En conséquence, c’est à juste titre que le premier juge a reconnu l’existence d’une résistance abusive. Toutefois, la somme de 1.000 € ne saurait être considérée comme satisfactoire. Il convient donc d’infirmer le jugement de première instance et d’accorder à la SARL LAUBEN la somme de 2.000 € à titre de dommages et intérêts.
3/ Sur les autres demandes
Succombant à la présente instance, et conformément aux dispositions de l’article 696 du code de procédure civile, Monsieur [N] sera condamné aux dépens de la présente instance.
Condamné aux dépens, il sera en outre condamné à verser à la SARL LAUBEN la somme de 3.000 € au titre de l’article 700 du code de procédure civile.

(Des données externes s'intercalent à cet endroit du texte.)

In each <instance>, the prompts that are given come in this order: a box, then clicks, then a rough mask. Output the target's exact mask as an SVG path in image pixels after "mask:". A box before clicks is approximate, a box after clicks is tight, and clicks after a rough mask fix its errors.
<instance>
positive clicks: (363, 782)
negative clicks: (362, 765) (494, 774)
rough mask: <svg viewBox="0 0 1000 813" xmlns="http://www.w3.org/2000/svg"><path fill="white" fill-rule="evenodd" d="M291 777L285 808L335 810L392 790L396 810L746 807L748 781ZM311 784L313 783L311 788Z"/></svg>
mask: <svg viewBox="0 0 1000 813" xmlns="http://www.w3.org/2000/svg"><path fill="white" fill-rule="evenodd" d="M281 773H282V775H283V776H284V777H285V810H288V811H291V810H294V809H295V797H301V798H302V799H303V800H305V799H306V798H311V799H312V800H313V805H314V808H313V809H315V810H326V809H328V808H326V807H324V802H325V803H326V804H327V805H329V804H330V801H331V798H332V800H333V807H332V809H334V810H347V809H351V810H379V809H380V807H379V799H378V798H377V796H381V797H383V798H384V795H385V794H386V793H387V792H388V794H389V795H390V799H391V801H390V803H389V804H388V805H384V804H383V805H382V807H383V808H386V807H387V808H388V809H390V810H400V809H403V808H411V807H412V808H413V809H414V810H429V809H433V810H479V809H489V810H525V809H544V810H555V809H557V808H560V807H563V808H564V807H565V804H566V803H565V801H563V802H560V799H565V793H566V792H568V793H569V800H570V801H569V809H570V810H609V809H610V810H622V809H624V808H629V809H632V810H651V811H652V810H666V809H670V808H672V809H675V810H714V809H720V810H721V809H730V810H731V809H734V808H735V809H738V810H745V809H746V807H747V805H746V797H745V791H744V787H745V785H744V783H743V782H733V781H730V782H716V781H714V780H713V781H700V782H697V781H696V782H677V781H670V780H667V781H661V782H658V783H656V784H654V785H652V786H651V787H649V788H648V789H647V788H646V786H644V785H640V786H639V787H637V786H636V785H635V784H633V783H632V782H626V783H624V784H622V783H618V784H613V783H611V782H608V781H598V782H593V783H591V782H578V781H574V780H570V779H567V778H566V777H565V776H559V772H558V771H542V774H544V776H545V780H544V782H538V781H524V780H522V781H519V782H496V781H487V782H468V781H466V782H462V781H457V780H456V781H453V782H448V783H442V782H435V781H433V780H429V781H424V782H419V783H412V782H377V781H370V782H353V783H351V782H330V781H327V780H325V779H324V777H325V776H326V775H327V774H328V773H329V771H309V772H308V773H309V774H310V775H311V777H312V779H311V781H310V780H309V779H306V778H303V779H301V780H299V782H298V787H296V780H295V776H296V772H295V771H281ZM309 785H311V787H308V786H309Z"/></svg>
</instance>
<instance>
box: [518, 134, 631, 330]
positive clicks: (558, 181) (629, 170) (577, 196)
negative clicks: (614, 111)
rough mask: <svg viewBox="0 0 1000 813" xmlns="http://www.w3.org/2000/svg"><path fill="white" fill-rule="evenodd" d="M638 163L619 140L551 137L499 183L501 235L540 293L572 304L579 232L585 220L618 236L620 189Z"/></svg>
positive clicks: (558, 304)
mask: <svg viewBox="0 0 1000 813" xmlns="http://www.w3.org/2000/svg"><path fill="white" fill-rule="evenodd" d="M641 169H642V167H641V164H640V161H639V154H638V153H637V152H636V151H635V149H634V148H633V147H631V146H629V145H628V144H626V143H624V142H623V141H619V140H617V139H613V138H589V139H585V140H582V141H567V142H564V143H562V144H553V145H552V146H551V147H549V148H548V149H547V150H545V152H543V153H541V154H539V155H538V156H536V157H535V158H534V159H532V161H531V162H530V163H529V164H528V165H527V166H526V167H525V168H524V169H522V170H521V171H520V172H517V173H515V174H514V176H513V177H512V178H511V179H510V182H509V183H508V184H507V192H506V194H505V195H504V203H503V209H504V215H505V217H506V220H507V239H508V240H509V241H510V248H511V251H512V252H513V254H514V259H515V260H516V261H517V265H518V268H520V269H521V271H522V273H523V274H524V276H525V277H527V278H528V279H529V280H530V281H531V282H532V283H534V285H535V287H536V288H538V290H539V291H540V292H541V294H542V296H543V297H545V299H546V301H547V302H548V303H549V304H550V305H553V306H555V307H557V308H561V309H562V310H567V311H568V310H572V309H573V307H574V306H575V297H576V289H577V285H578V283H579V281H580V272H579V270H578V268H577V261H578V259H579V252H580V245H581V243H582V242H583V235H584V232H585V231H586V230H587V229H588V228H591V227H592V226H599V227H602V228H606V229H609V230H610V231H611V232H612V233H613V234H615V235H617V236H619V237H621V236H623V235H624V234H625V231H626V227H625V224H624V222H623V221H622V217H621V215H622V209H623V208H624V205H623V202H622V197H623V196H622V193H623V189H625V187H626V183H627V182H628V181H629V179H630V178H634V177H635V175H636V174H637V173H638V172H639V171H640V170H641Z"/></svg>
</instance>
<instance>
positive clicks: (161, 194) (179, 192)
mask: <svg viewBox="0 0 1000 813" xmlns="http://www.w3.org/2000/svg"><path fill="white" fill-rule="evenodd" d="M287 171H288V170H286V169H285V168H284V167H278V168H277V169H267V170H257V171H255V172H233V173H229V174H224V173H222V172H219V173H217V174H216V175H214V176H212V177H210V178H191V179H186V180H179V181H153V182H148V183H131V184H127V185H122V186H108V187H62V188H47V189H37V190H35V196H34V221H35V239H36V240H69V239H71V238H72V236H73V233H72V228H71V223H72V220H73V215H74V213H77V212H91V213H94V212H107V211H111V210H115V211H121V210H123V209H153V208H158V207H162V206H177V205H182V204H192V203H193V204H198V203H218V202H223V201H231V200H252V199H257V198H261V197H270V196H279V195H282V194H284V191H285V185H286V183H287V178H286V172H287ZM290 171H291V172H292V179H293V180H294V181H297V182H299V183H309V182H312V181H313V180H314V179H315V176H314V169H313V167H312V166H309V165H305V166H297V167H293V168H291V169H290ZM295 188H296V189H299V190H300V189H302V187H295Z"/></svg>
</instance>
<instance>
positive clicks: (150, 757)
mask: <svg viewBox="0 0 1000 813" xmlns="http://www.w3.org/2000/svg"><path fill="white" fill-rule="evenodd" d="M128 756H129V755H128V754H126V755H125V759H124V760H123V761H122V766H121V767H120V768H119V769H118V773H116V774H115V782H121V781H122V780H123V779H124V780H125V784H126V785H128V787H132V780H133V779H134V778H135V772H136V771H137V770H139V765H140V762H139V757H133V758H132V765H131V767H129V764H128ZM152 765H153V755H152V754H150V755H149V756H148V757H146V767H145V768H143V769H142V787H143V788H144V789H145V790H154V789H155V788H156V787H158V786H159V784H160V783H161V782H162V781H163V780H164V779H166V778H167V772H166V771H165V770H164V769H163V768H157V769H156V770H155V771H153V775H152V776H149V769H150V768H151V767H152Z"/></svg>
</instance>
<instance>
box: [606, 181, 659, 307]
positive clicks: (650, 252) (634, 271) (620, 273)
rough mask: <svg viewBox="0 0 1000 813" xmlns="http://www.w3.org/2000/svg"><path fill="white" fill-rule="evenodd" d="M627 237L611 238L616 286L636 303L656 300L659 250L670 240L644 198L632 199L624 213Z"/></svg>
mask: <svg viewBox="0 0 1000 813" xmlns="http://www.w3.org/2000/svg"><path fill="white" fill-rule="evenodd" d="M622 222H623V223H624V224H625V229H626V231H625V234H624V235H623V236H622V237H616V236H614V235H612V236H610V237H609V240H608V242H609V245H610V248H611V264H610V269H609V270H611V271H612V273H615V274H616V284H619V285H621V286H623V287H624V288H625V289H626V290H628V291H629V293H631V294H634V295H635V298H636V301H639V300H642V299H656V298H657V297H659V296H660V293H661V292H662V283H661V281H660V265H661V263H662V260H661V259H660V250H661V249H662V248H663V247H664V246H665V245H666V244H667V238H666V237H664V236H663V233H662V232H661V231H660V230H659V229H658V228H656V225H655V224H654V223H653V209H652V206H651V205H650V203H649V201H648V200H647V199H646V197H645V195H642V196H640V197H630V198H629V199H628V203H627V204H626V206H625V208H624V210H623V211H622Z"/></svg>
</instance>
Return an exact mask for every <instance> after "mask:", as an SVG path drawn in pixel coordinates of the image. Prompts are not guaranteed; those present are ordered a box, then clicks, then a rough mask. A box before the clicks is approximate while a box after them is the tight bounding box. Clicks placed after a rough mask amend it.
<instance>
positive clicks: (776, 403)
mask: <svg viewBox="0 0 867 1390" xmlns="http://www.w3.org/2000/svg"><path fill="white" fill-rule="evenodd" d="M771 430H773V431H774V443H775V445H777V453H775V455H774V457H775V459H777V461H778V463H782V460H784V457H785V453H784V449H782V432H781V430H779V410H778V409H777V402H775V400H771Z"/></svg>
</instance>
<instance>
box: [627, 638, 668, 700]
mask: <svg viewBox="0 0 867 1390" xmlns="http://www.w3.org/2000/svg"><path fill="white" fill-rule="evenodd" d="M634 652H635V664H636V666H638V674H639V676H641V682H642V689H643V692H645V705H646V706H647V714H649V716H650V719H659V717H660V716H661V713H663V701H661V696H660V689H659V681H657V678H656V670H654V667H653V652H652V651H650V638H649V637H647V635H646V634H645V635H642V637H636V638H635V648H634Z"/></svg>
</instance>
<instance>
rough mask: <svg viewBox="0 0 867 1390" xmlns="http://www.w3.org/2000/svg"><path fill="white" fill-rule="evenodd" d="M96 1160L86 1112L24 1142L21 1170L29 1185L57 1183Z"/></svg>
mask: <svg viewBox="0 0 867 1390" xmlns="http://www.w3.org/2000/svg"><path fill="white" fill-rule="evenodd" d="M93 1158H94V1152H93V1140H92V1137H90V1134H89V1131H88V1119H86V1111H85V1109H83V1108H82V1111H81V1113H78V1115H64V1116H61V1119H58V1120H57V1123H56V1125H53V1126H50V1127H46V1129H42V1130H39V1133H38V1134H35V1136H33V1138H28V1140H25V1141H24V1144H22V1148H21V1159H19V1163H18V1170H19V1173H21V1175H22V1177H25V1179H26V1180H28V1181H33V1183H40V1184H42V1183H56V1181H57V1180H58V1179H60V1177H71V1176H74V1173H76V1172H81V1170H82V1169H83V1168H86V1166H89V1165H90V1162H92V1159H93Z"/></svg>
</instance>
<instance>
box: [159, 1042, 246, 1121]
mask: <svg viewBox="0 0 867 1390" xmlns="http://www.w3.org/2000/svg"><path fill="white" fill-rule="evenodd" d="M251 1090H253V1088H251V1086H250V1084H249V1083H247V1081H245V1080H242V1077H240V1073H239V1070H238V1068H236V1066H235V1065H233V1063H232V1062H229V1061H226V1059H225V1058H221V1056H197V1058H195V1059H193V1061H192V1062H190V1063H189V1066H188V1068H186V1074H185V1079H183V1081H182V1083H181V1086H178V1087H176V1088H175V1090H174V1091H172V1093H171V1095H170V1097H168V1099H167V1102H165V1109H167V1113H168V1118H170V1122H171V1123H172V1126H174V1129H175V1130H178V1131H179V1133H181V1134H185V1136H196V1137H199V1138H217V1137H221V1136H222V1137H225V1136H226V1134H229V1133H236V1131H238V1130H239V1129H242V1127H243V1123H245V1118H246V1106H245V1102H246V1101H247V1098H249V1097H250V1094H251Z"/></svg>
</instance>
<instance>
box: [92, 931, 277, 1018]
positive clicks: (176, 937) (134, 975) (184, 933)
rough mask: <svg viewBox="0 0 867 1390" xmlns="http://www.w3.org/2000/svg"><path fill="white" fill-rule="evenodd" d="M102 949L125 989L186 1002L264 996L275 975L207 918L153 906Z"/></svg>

Les dispositions du jugement de première instance relatifs aux dépens et aux frais irrépétibles seront confirmées.
PAR CES MOTIFS
La cour, statuant publiquement et contradictoirement,
INFIRME le jugement n° RG-23/510 rendu le 19 décembre 2023 par le Tribunal judiciaire de CLERMONT FERRAND en ce qu’il condamne Monsieur [R] [N] à payer à la SARL LAUBEN la somme de 1.000 € à titre de dommages et intérêts ;
CONFIRME ledit jugement pour le surplus, sauf à préciser que la condamnation à la somme de 14.000,91 € au titre du solde de la facture sera prononcée en deniers ou quittance,
Statuant de nouveau,
CONDAMNE Monsieur [R] [N] à payer à la SARL LAUBEN la somme de 2.000 € à titre de dommages et intérêts pour résistance abusive ;
Y ajoutant,
CONDAMNE Monsieur [R] [N] à payer à la SARL LAUBEN une indemnité de 3.000 € au titre des frais irrépétibles prévus à l’article 700 du code de procédure civile ;
REJETTE le surplus des demandes des parties ;
CONDAMNE Monsieur [R] [N] aux entiers dépens de l’instance.